Our findings about the types and uses of technology by autistic people in the home have a number of implications for design and future research. The first, is that the design of new technologies for autistic people need to be competitive or at least equivalent to currently available technologies and apps, which we now know that autistic people are regularly using. For designers, this may mean designing technological interventions from popular characters such as The Transporters DVD intervention by Golan et al. (2010), which was based on the popular Thomas the Tank Engine series. Our results also have implications for the evaluations of technology in the everyday lives of autistic people. For instance, a number of studies have reported a mismatch between technologies that have an evidence-base and technologies that are available to autistic people and their families (Kim et al. 2018; Ramdoss et al. 2011), and in this report, we find that these technologies, which are developed for and marketed towards autistic users, are rarely used. One way to move forward would be to build an evidence-base for the technologies which are readily available and being used by autistic people, such as video games (Mazurek et al. 2015) and social media (Ward et al. 2018).

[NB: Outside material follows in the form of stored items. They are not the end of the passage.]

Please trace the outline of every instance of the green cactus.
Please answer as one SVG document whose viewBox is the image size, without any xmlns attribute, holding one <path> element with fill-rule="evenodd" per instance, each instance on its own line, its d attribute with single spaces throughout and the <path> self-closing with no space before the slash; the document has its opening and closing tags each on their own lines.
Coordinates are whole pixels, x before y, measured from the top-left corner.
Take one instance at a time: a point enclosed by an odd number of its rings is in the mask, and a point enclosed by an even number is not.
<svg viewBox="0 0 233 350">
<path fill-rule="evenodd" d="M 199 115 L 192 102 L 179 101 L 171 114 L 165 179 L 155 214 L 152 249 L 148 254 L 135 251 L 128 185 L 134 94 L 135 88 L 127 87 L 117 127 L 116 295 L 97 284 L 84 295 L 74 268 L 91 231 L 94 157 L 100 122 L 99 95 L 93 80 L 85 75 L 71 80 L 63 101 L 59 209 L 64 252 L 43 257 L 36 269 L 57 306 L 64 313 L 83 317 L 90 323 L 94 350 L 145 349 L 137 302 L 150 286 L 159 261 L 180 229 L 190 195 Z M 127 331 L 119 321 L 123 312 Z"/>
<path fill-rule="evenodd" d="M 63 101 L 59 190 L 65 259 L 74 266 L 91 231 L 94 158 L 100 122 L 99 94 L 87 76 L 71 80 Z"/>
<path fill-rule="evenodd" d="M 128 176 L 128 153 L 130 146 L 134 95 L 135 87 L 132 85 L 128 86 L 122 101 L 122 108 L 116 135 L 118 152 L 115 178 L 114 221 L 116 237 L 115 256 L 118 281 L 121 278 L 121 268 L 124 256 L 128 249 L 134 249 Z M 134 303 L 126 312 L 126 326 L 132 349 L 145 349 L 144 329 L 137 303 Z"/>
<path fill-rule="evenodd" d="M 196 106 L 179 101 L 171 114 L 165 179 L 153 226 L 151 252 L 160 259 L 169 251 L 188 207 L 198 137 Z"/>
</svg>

The patterns of technology use reported by parents of children with autism in this study do not seem radically different from what would be expected of a group of children without autism. Technology is most commonly used to play games, listen to music, watch videos, and do homework, and we find that the reported use of autism-specific applications is low. We report that parents do have concerns about children’s use of technology, particularly related to time spent on devices and the social consequences of using technology. Future research could use qualitative and observational methods to elucidate the nature of these concerns.